After Two Days Of Laughing, Canada Sends Help To States Hit With Blizzard

By Erika Tatzeryoodge

Where are all the cars?

OTTAWA – After watching in awe and ROFLMAOing for two days as America’s east coast struggled through what, by Canadian standards, were flurries, the Canadian Government announced today that it was sending aid.

“We thought our neighbors to the south would be able to cope with this minor storm,” Canadian Prime Minister Stephen Harper said at a small press conference held today. “But after seeing just how much trouble they were having with the blizzards we decided they needed help from some people who actually know how to handle winter.”

The help is coming in the form of snow ploughs, airplane deicing machines, salt trucks and good old-fashioned country boys in flannel shirts carrying steel shovels.

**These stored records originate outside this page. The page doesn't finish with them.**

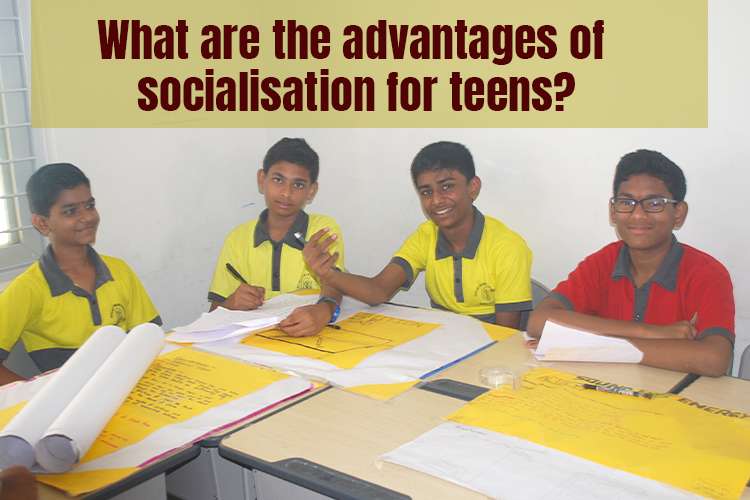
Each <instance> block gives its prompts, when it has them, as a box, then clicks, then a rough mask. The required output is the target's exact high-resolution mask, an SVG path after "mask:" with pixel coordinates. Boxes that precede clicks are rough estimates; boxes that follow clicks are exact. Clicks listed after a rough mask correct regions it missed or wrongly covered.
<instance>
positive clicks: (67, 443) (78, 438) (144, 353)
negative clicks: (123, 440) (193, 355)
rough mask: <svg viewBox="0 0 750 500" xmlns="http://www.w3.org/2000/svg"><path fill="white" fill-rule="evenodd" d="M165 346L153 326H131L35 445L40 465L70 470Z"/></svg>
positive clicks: (88, 447) (146, 325)
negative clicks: (108, 355)
mask: <svg viewBox="0 0 750 500" xmlns="http://www.w3.org/2000/svg"><path fill="white" fill-rule="evenodd" d="M163 346H164V332H163V331H162V329H161V328H160V327H158V326H157V325H154V324H153V323H144V324H142V325H138V326H137V327H135V328H133V329H132V330H131V331H130V333H129V334H128V335H127V336H126V338H125V340H123V341H122V342H121V343H120V345H119V346H117V348H116V349H115V350H114V352H112V354H111V355H110V356H109V358H108V359H107V361H106V363H104V364H103V365H102V366H101V367H100V368H99V369H98V370H97V371H96V373H95V374H94V375H93V377H91V379H90V380H89V381H88V383H87V384H86V385H85V386H84V387H83V388H82V389H81V390H80V392H78V394H77V395H76V396H75V397H74V398H73V400H72V401H71V402H70V404H68V405H67V407H66V408H65V409H64V410H63V411H62V413H61V414H60V415H59V416H58V417H57V418H56V419H55V421H54V422H52V424H51V425H50V426H49V428H48V429H47V431H46V432H45V433H44V436H43V437H42V438H41V439H40V440H39V442H38V443H37V445H36V448H35V449H36V461H37V462H38V463H39V465H40V466H41V467H43V468H44V469H45V470H47V471H50V472H66V471H68V470H70V469H71V468H72V467H73V466H74V465H75V464H76V463H77V462H78V461H79V460H80V459H81V458H82V457H83V456H84V455H85V454H86V452H87V451H88V449H89V448H90V447H91V444H92V443H93V442H94V439H96V437H97V436H98V435H99V433H100V432H101V431H102V429H103V428H104V426H105V425H106V424H107V422H108V421H109V419H110V418H111V417H112V415H113V414H114V413H115V412H116V411H117V409H118V408H119V407H120V405H121V404H122V402H123V401H124V400H125V398H126V397H127V395H128V394H129V393H130V391H131V390H132V389H133V387H134V386H135V384H137V383H138V380H140V378H141V377H142V376H143V374H144V373H145V372H146V369H147V368H148V367H149V365H150V364H151V362H152V361H153V360H154V359H155V358H156V356H157V355H158V354H159V352H160V351H161V350H162V347H163Z"/></svg>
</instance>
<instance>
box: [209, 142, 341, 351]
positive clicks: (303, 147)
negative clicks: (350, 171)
mask: <svg viewBox="0 0 750 500" xmlns="http://www.w3.org/2000/svg"><path fill="white" fill-rule="evenodd" d="M319 168H320V167H319V160H318V154H317V153H316V152H315V151H314V150H313V149H312V148H311V147H310V146H309V145H308V144H307V142H305V141H304V139H290V138H283V139H281V140H280V141H278V142H277V143H276V144H274V145H273V146H271V148H270V149H269V150H268V152H267V153H266V156H265V158H264V159H263V167H262V168H261V169H260V170H258V174H257V180H258V190H259V191H260V192H261V194H263V196H264V197H265V202H266V209H265V210H263V212H262V213H261V214H260V217H259V218H258V219H254V220H251V221H249V222H246V223H244V224H241V225H239V226H237V227H236V228H235V229H233V230H232V232H230V233H229V235H228V236H227V238H226V240H225V241H224V246H223V248H222V249H221V253H220V254H219V258H218V260H217V261H216V268H215V270H214V276H213V279H212V281H211V286H210V289H209V292H208V300H209V301H210V302H211V309H214V308H215V307H217V306H221V307H224V308H227V309H235V310H251V309H256V308H258V307H260V306H261V305H262V304H263V302H264V300H265V299H269V298H272V297H275V296H276V295H279V294H282V293H288V292H293V291H295V290H299V289H305V288H321V296H320V299H319V301H318V303H317V304H313V305H309V306H303V307H298V308H297V309H295V310H294V311H293V312H292V314H290V315H289V317H288V318H286V319H285V320H284V321H282V322H281V323H280V324H279V328H281V329H282V330H283V331H284V332H286V333H287V334H288V335H291V336H295V337H300V336H307V335H315V334H316V333H318V332H319V331H320V330H321V329H322V328H323V327H324V326H325V325H326V324H327V323H329V322H330V321H334V320H335V319H336V318H337V317H338V313H339V303H340V302H341V294H340V293H339V292H338V291H336V290H335V289H333V288H331V287H328V286H325V285H323V286H321V283H319V282H318V280H317V279H316V277H315V276H314V275H313V274H312V273H311V272H310V269H308V268H307V267H306V266H305V262H304V260H303V258H302V248H303V247H304V243H303V238H308V237H310V236H311V235H312V234H314V233H315V232H317V231H319V230H320V229H322V228H324V227H328V228H331V233H332V234H336V235H337V239H336V246H335V248H336V251H337V255H338V257H337V259H336V260H335V262H334V263H335V265H336V266H338V267H339V268H341V269H343V266H344V244H343V238H341V230H340V229H339V227H338V225H337V224H336V221H334V220H333V219H332V218H331V217H327V216H325V215H317V214H307V213H306V212H305V211H304V207H305V205H307V204H308V203H310V202H312V200H313V198H315V194H316V193H317V191H318V171H319ZM295 234H299V235H301V237H302V238H298V237H296V236H295Z"/></svg>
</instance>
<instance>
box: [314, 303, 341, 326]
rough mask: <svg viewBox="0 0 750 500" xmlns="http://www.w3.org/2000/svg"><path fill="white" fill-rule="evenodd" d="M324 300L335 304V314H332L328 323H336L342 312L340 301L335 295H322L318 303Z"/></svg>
mask: <svg viewBox="0 0 750 500" xmlns="http://www.w3.org/2000/svg"><path fill="white" fill-rule="evenodd" d="M322 302H328V303H329V304H333V305H334V309H333V314H331V319H330V320H328V324H329V325H330V324H333V323H335V322H336V320H337V319H339V314H341V306H339V303H338V302H337V301H336V299H334V298H333V297H326V296H322V297H321V298H319V299H318V304H320V303H322Z"/></svg>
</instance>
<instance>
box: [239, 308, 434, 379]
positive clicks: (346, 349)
mask: <svg viewBox="0 0 750 500" xmlns="http://www.w3.org/2000/svg"><path fill="white" fill-rule="evenodd" d="M337 326H339V327H340V329H336V328H331V327H325V328H323V330H322V331H321V332H320V333H319V334H318V335H315V336H312V337H289V336H287V335H286V334H285V333H284V332H282V331H281V330H277V329H275V330H267V331H264V332H259V333H256V334H255V335H250V336H248V337H247V338H246V339H244V340H243V341H242V343H243V344H245V345H248V346H251V347H257V348H260V349H266V350H269V351H274V352H280V353H283V354H287V355H289V356H304V357H308V358H313V359H320V360H321V361H325V362H326V363H331V364H332V365H335V366H338V367H339V368H344V369H348V368H354V367H355V366H357V365H358V364H359V363H361V362H362V361H364V360H365V359H366V358H368V357H369V356H372V355H373V354H375V353H376V352H380V351H383V350H385V349H391V348H393V347H396V346H398V345H400V344H403V343H405V342H408V341H410V340H414V339H416V338H417V337H421V336H422V335H425V334H427V333H430V332H431V331H432V330H434V329H435V328H437V327H438V326H440V325H438V324H437V323H423V322H420V321H412V320H408V319H401V318H394V317H392V316H385V315H383V314H373V313H366V312H358V313H357V314H355V315H353V316H352V317H350V318H347V319H345V320H343V321H340V322H338V323H337Z"/></svg>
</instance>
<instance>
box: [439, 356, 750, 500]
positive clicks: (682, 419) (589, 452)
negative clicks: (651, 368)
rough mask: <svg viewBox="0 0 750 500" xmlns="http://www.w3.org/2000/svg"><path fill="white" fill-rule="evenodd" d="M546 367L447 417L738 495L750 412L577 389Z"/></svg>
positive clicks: (667, 482) (640, 470)
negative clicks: (511, 386)
mask: <svg viewBox="0 0 750 500" xmlns="http://www.w3.org/2000/svg"><path fill="white" fill-rule="evenodd" d="M592 383H594V384H595V383H596V382H595V381H593V380H591V379H588V378H587V377H581V376H576V375H574V374H571V373H565V372H560V371H556V370H552V369H546V368H538V369H536V370H533V371H530V372H528V373H527V374H526V376H525V377H524V380H523V384H522V388H521V389H519V390H517V391H514V390H513V389H510V388H507V387H503V388H500V389H496V390H493V391H490V392H488V393H485V394H484V395H482V396H480V397H479V398H477V399H475V400H474V401H472V402H471V403H469V404H468V405H466V406H465V407H464V408H462V409H461V410H459V411H457V412H456V413H454V414H453V415H451V416H450V417H449V418H450V420H453V421H455V422H458V423H461V424H466V425H471V426H475V427H482V428H485V429H489V430H491V431H494V432H499V433H502V434H506V435H511V436H516V437H520V438H523V439H526V440H528V441H532V442H534V443H537V444H540V445H543V446H547V447H549V448H554V449H557V450H560V451H564V452H566V453H570V454H573V455H577V456H579V457H582V458H585V459H588V460H591V461H593V462H597V463H600V464H603V465H606V466H609V467H614V468H617V469H621V470H624V471H627V472H631V473H633V474H638V475H640V476H643V477H647V478H650V479H655V480H657V481H661V482H664V483H668V484H671V485H673V486H677V487H678V488H683V489H685V490H689V491H692V492H694V493H698V494H700V495H703V496H708V497H713V498H737V497H738V496H739V495H740V494H741V492H742V490H743V489H744V488H745V485H746V484H747V481H748V479H750V415H748V414H745V413H742V412H737V411H729V410H722V409H720V408H711V407H705V406H702V405H699V404H696V403H694V402H693V401H690V400H688V399H686V398H681V397H679V396H676V395H672V394H653V395H650V394H649V395H650V396H652V397H650V398H649V397H636V396H630V395H623V394H612V393H605V392H600V391H597V390H590V389H587V388H584V386H583V384H592Z"/></svg>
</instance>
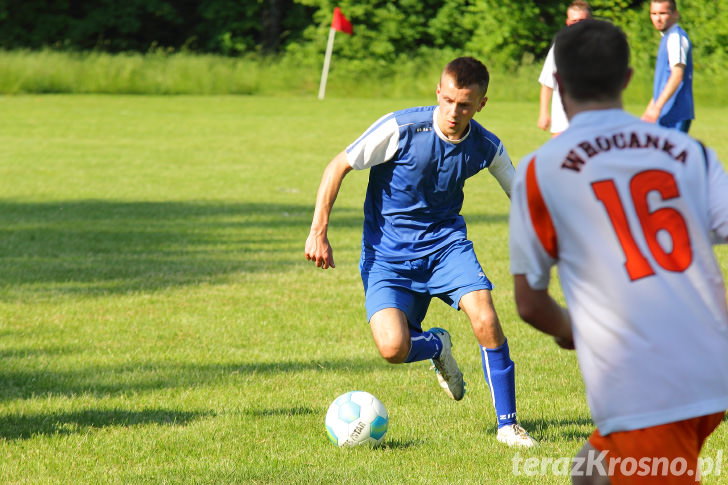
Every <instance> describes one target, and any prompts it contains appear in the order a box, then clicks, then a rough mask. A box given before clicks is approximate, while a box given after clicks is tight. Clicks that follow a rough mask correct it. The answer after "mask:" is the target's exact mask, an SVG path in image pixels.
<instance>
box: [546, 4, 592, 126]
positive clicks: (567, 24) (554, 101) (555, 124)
mask: <svg viewBox="0 0 728 485" xmlns="http://www.w3.org/2000/svg"><path fill="white" fill-rule="evenodd" d="M588 18H591V8H590V7H589V4H588V3H587V2H585V1H584V0H576V1H574V2H572V3H571V5H569V8H567V9H566V25H567V26H568V25H573V24H575V23H577V22H581V21H582V20H584V19H588ZM555 72H556V65H555V64H554V46H553V45H552V46H551V48H550V49H549V53H548V54H547V55H546V60H545V61H544V64H543V68H542V69H541V75H540V76H539V78H538V82H539V83H541V95H540V98H539V115H538V122H537V125H538V127H539V128H541V129H542V130H544V131H545V130H548V129H549V127H551V134H552V136H556V135H558V134H559V133H561V132H562V131H564V130H565V129H566V127H567V126H569V120H567V119H566V113H564V108H563V106H562V105H561V95H560V94H559V90H558V88H557V85H556V78H555V77H554V73H555ZM549 105H550V106H551V115H550V116H549Z"/></svg>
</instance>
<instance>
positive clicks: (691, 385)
mask: <svg viewBox="0 0 728 485" xmlns="http://www.w3.org/2000/svg"><path fill="white" fill-rule="evenodd" d="M555 44H556V48H555V59H556V66H557V69H558V71H557V77H558V81H559V89H561V95H562V99H563V102H564V107H565V109H566V114H567V116H568V117H569V120H570V126H569V129H568V130H567V131H566V132H564V133H563V134H561V135H560V136H558V137H556V138H554V139H552V140H550V141H549V142H547V143H546V144H545V145H543V146H542V147H541V148H539V149H538V150H537V151H536V152H534V153H532V154H530V155H527V156H526V157H524V158H523V159H522V160H521V162H520V163H519V164H518V169H517V171H516V177H515V179H514V183H513V193H512V201H511V216H510V221H509V223H510V254H511V272H512V273H513V275H514V287H515V298H516V304H517V308H518V313H519V315H520V316H521V318H523V319H524V320H525V321H526V322H528V323H529V324H531V325H532V326H534V327H535V328H537V329H539V330H541V331H543V332H545V333H547V334H550V335H553V336H554V337H555V338H556V341H557V343H558V344H559V345H561V346H562V347H565V348H576V352H577V357H578V359H579V367H580V370H581V373H582V377H583V379H584V383H585V388H586V395H587V402H588V404H589V409H590V411H591V415H592V419H593V420H594V422H595V424H596V426H597V429H596V430H595V431H594V433H593V434H592V435H591V436H590V437H589V440H588V442H587V443H586V444H585V445H584V447H583V448H582V450H581V451H580V452H579V455H578V456H579V458H580V459H584V462H582V463H581V465H582V467H581V468H579V467H575V468H574V469H572V480H573V482H574V483H609V482H610V479H611V483H614V484H620V483H630V484H631V483H641V484H642V483H650V484H666V483H670V484H676V483H695V481H696V473H697V467H698V455H699V453H700V450H701V447H702V445H703V442H704V441H705V439H706V438H707V436H708V435H709V434H710V433H711V432H712V431H713V430H714V429H715V428H716V427H717V426H718V425H719V423H720V422H721V420H722V419H723V416H724V414H725V410H726V408H728V310H727V309H726V292H725V284H724V280H723V275H722V273H721V269H720V267H719V266H718V264H717V260H716V258H715V256H714V254H713V248H712V242H713V241H717V240H719V241H721V242H726V240H727V239H728V175H726V172H725V170H724V169H723V166H722V164H721V162H720V161H719V160H718V158H717V157H716V154H715V152H714V151H713V150H711V149H708V148H706V147H704V146H702V145H701V144H700V143H699V142H697V141H696V140H694V139H692V138H690V137H689V136H687V135H685V134H684V133H681V132H679V131H677V130H675V129H668V128H665V127H662V126H659V125H655V124H652V123H646V122H644V121H641V120H639V119H637V118H636V117H634V116H632V115H630V114H628V113H626V112H625V111H623V109H622V91H623V90H624V88H625V87H626V86H627V83H628V81H629V78H630V77H631V73H632V71H631V69H630V68H629V46H628V44H627V39H626V37H625V35H624V33H623V32H622V31H621V30H620V29H619V28H617V27H615V26H614V25H612V24H610V23H608V22H603V21H597V20H585V21H583V22H580V23H578V24H575V25H572V26H571V27H566V28H565V29H563V30H562V31H561V32H560V33H559V34H558V35H557V37H556V42H555ZM554 265H556V267H557V268H558V274H559V280H560V283H561V287H562V288H563V292H564V297H565V300H566V304H567V308H568V310H567V309H566V308H563V307H561V306H560V305H559V304H558V303H557V302H556V301H555V300H554V299H553V298H552V297H551V296H550V293H549V279H550V271H551V267H552V266H554ZM602 453H605V455H602ZM604 456H606V458H604ZM601 458H604V459H601ZM629 460H632V463H634V464H635V465H637V464H639V468H638V467H637V466H635V467H630V466H621V465H620V464H621V463H624V464H629V463H630V461H629ZM597 461H598V462H599V463H601V464H603V468H601V469H600V468H599V467H596V466H593V465H594V464H595V463H596V462H597ZM589 463H590V464H591V465H592V466H586V467H585V464H589ZM643 465H645V466H646V467H647V473H643V472H644V469H643V467H642V466H643ZM637 471H639V472H640V473H636V472H637ZM584 473H590V474H591V476H581V475H583V474H584ZM663 473H665V475H663Z"/></svg>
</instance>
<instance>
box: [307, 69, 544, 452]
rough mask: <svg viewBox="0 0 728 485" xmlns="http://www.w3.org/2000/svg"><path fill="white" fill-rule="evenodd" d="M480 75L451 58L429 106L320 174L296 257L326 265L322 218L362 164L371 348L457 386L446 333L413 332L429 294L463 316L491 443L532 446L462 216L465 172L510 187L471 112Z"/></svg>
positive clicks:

“I’m pretty excited to be going down there,” said John Salisbury of Perth Smith Falls, Ontario. “I’m getting paid to take a few days off work and shovel a few centimeters of snow. I don’t really know what they’re complainin’ about down there, but I’m not complainin’.”

Not everyone involved shares Salisbury’s enthusiasm.

“The storm’s supposed to be coming up here,” said Jean-Pierre Régaleau of Trois-Rivières, Quebec who works for the city snow removal service. “So it really does not make sense to me how they’re sending our trucks down to the U.S. We’re gonna need them soon.”

Hundreds of flights have been grounded and trains halted as the northeast has been hit by two feet of snow. With Canada’s help, east coast cities hope to have everything back to normal in a couple of days.

“We thought we were prepared for a drizzle like this,” New York City mayor Michael Bloomberg said. “But this proved just how much we weren’t. It’s absolutely unacceptable that people are sitting in airports for days because of this.”

If one steps back for just a second, it’s actually quite easy to see why cities such as New York weren’t prepared for this storm. After all, it’s only been snowing in the northeast since the dawn of time.

Extra reporting done by Hal Rubin in his custom aluminum reinforced snowshoes.